So, most of the ideas are about whether one ought do something or how one ought to do it. In terms of topics, the most common ones were:

  • Health (e.g. How can I sleep better? How can I lose weight?)
  • Entertainment (e.g. What book should I read next? What should I do for fun today?)
  • Work and research (e.g. How can I be more productive? What company should I work for?)
  • Life planning (e.g. What career is right for me? When should I get married?)
  • Money (e.g. How can I earn $1000 on the side? How should I prepare for retirement?)
  • Social (e.g. How can I find a girl/boyfriend? How can I improve my long-distance relationship?)
  • General self-improvement (e.g. Are there any big mistakes I am making? What can I improve in my life?)
  • Products (e.g. What clothes should I wear? What mobile phone should I buy?)
  • Learning (e.g. How can I learn Spanish? What skills should I learn?)
  • Analysis and explanation (e.g. Why did Obama win the election? How do bicycles work?)

In the long run, I expect that many questions will come from the long tail and won’t have been asked in their exact form before. However, in the beginning it is worth focusing on specific questions, so that answer strategies can be reused across conversations.

I made a quick attempt to score potential applications based on (a) how important the problem is for the audience, (b) how completely I expect that we can solve it, and (c) how plausible it is that we can monetize it (through direct payments, affiliate fees, etc).

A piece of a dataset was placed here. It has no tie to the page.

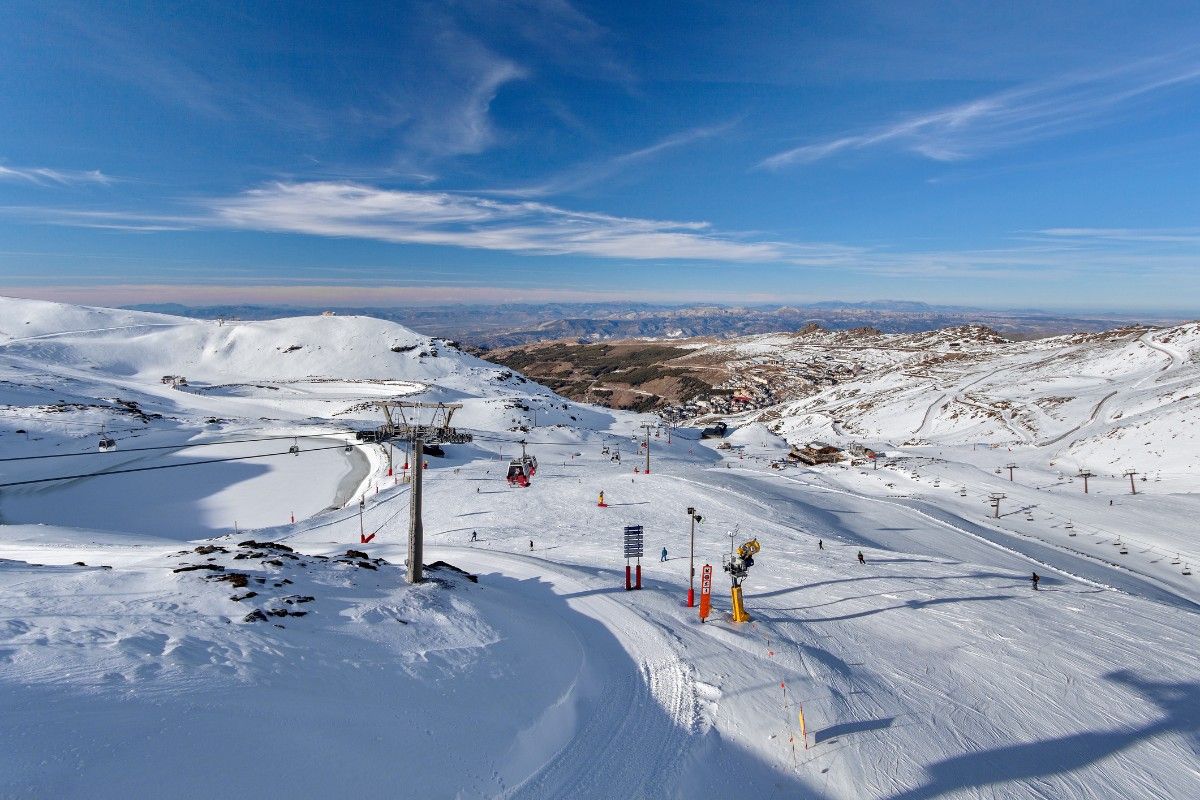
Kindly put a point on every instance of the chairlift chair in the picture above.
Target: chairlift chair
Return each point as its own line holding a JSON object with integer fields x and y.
{"x": 517, "y": 474}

This may be worth doing more systematically, and with better criteria; my brief stab at it resulted in the following list of applications that scored well in terms of a multiplicative combination of the three features:

  • Should I buy or rent?
  • How can I immigrate to {country}?
  • How can I be happier?
  • How can I find a girl/boyfriend?
  • How can I get laid?
  • What startup/company should I work for?
  • How can I make $1000?
  • How can I gain/lose weight?
  • How can I be healthier?
  • How can we improve the success probability of our company?
  • How can I sleep better tonight?
  • Why do I feel anxious/depressed?
  • Should I stay at my current job or change jobs?
  • How can I get a raise?
  • What doctor should I go to?
  • How can I have more energy?
  • (When) Should I/we get married?
  • (When) Should I/we have children?

A first application—proposal #1

Let’s consider the following question as a first application:

“How can I feel better right now?”

For this question, I am imagining that the dialog would, in its initial phase, go through a mostly automated flow chart (or checklist) of issues, comparable to this online tool, or a more short-term version of one of these self-care checklists. Towards the end, it could turn into more of an open conversation with an expert, in some ways comparable to talk therapy tools like 7 Cups of Tea, Kindly, or BlahTherapy.

Comparison to existing tools

In contrast to these existing tools:

  1. We interpolate more smoothly between the two modes. Within a single dialog, the possibility to diverge from the more automated “flowchart” path is always there; the user can always provide a manual response as opposed to one of the provided multiple-choice responses. Across dialogs, we learn over time how to automate bigger parts of these sorts of conversations.

  2. We put more emphasis on making things easy for the user. In particular, we only ask the user for information when we expect to need it and can’t obtain it in another way, and also try to take multiple choice as far as possible.

  3. We improve more over time, accumulating knowledge on how to have helpful conversations on this topic (in the form of “objective” sub-dialogs that human contributors take into account), and integrating that knowledge into algorithms (that learn from what human contributors do).

  4. We do want our users to pay, e.g. in the form of tips after the dialog is over, as a requirement to continue past some point, or in the form of optional pledges that incentivize more contributors to join the conversation.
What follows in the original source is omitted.